The International Republican Institute asserted that "Somaliland’s election was peaceful, without major incident and generally met international standards. Hundreds of thousands of Somalilanders turned out to vote in their fourth election, and although wanting international recognition, did not wait to continue to build their nascent democracy. The international community should credit such democratic progress and the example it sets for others."

==Results==
The Somaliland National Election Commission announced the results on 1 July 2010, the fiftieth anniversary of independence from Britain. They showed that Ahmed M. Mahamoud Silanyo had won the presidential election with just under 50% of the vote, defeating incumbent president Dahir Riyale Kahin, who received 33%.

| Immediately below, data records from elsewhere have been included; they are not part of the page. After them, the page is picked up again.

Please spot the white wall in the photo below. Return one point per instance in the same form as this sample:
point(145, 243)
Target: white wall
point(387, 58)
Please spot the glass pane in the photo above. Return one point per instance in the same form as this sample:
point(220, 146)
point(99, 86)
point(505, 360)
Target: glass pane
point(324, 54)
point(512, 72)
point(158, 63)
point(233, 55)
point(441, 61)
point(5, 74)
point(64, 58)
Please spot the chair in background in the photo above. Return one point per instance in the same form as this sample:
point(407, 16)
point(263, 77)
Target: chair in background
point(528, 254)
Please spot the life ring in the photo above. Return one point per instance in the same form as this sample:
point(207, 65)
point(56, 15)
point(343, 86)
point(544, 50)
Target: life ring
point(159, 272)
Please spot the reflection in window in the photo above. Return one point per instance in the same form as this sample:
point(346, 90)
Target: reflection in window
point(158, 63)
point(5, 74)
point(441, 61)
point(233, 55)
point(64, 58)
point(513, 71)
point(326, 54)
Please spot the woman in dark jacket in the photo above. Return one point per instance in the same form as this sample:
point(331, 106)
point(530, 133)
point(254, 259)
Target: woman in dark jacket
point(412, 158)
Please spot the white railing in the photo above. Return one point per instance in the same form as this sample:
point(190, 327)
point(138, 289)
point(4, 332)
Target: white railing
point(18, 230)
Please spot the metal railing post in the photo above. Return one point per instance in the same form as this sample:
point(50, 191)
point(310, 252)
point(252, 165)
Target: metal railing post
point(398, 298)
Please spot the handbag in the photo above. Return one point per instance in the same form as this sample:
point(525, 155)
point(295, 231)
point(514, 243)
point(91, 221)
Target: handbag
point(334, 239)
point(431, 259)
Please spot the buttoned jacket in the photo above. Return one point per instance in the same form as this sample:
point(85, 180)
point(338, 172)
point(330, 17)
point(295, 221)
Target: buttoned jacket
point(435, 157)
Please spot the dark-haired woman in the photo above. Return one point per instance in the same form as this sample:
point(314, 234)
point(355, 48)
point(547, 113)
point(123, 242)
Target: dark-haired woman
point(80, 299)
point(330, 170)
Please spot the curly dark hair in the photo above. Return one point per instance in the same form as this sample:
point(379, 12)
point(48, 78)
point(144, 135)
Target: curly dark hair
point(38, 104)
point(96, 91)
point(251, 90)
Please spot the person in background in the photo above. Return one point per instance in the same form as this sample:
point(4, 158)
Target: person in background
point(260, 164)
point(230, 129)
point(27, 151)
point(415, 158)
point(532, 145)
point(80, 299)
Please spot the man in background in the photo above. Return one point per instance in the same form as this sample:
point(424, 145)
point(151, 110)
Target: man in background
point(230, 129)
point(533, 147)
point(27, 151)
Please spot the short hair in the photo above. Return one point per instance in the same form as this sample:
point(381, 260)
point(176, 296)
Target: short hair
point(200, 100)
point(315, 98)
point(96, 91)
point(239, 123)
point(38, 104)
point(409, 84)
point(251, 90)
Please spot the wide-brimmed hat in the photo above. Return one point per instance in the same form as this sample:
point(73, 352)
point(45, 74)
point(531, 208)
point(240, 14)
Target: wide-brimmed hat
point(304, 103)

| Candidate |  | Running mate | Party | Votes | % |
|  | Ahmed Mahamoud Silanyo | Abdirahman Saylici | Peace, Unity, and Development Party | 266,906 | 49.59 |
|  | Dahir Riyale Kahin | Ahmed Yusuf Yasin | United Peoples' Democratic Party | 178,881 | 33.23 |
|  | Faysal Ali Warabe | Mohammad Rashid | For Justice and Development | 92,459 | 17.18 |
| Total |  |  |  | 538,246 | 100.00 |
| Total votes |  |  |  | 538,246 | – |
| Registered voters/turnout |  |  |  | 1,069,914 | 50.31 |
Source: NEC, African Elections Database

===By district===

Legend
|  | Kulmiye victory |  | UDUB victory |

| # | Region | District | KULMIYE |  | UDUB |  | UCID |  | Total votes |  | Margin |  |
| Votes | % | Votes | % | Votes | % | Votes | % | Votes | % |
| 1 | Awdal | Saylac | 3,209 | 42.0% | 4,256 | 55.6% | 184 | 2.4% | 7,649 | 1.4% | -1,047 | -13.7% |
| 2 | Awdal | Lughaya | 2,074 | 48.3% | 2,080 | 48.4% | 143 | 3.3% | 4,297 | 0.8% | -6 | -0.1% |
| 3 | Awdal | Boorame | 9,218 | 16.4% | 44,443 | 79.0% | 2,584 | 4.6% | 56,245 | 10.4% | -35,225 | -62.6% |
| 4 | Awdal | Baki | 3,951 | 30.1% | 8,826 | 67.1% | 370 | 2.8% | 13,147 | 2.4% | -4,875 | -37.1% |
| 5 | Maroodi Jeex | Gabiley | 38,305 | 72.3% | 12,841 | 24.2% | 1,858 | 3.5% | 53,004 | 9.8% | 25,464 | 48.0% |
| 6 | Maroodi Jeex | Hargeysa | 73,884 | 44.7% | 40,919 | 24.7% | 50,616 | 30.6% | 165,419 | 30.7% | 32,965 | 19.9% |
| 7 | Maroodi Jeex | Bali Gubadle | 4,984 | 66.4% | 1,813 | 24.2% | 709 | 9.4% | 7,506 | 1.4% | 3,171 | 42.2% |
| 8 | Maroodi Jeex | Sallaxley | 999 | 8.9% | 423 | 3.8% | 9,800 | 87.3% | 11,222 | 2.1% | 576 | 5.1% |
| 9 | Saaxil | Berbera | 8,115 | 38.3% | 11,046 | 52.1% | 2,048 | 9.7% | 21,209 | 3.9% | -2,931 | -13.8% |
| 10 | Saaxil | Sheekh | 2,433 | 30.4% | 4,507 | 56.3% | 1,062 | 13.3% | 8,002 | 1.5% | -2,074 | -25.9% |
| 11 | Togdheer | Burco | 63,554 | 71.1% | 16,824 | 18.8% | 8,999 | 10.1% | 89,377 | 16.6% | 46,730 | 52.3% |
| 12 | Togdheer | Oodweyne | 4,940 | 33.9% | 4,480 | 30.8% | 5,146 | 35.3% | 14,566 | 2.7% | 460 | 3.2% |
| 13 | Togdheer | Buuhoodle | 7,252 | 94.1% | 309 | 4.0% | 149 | 1.9% | 7,710 | 1.4% | 6,943 | 90.1% |
| 14 | Sool | Caynabo | 13,509 | 80.6% | 2,317 | 13.8% | 933 | 5.6% | 16,759 | 3.1% | 11,192 | 66.8% |
| 15 | Sool | Laascaanood | 1,848 | 44.9% | 1,717 | 41.7% | 554 | 13.4% | 4,119 | 0.8% | 131 | 3.2% |
| 16 | Sool | Xudun | 0 | 0.0% | 0 | 0.0% | 0 | 0.0% | 0 | 0.0% | 0 | 0.0% |
| 17 | Sanaag | Gar'adag | 4,131 | 81.8% | 735 | 14.5% | 186 | 3.7% | 5,052 | 0.9% | 3,396 | 67.2% |
| 18 | Sanaag | Ceel Afweyn | 9,313 | 66.3% | 2,762 | 19.7% | 1,971 | 14.0% | 14,046 | 2.6% | 6,551 | 46.6% |
| 19 | Sanaag | Ceerigaabo | 15,061 | 39.5% | 18,849 | 49.5% | 4,182 | 11.0% | 38,092 | 7.1% | -3,788 | -9.9% |
| 20 | Sanaag | Badhan | 126 | 6.9% | 734 | 40.2% | 965 | 52.9% | 1,825 | 0.3% | -608 | -33.3% |
| 21 | Sanaag | Dhahar | 0 | 0.0% | 0 | 0.0% | 0 | 0.0% | 0 | 0.0% | 0 | 0.0% |
| Total |  |  | 266,906 | 49.5% | 179,881 | 33.4% | 92,459 | 17.15% | 538,246 | 100% | -87,025 | -16.14% |
Source: NEC

==Aftermath==
After the results were announced, Kahin congratulated Silanyo and reiterated that he would step down. Silanyo was sworn in on 27 July at a ceremony.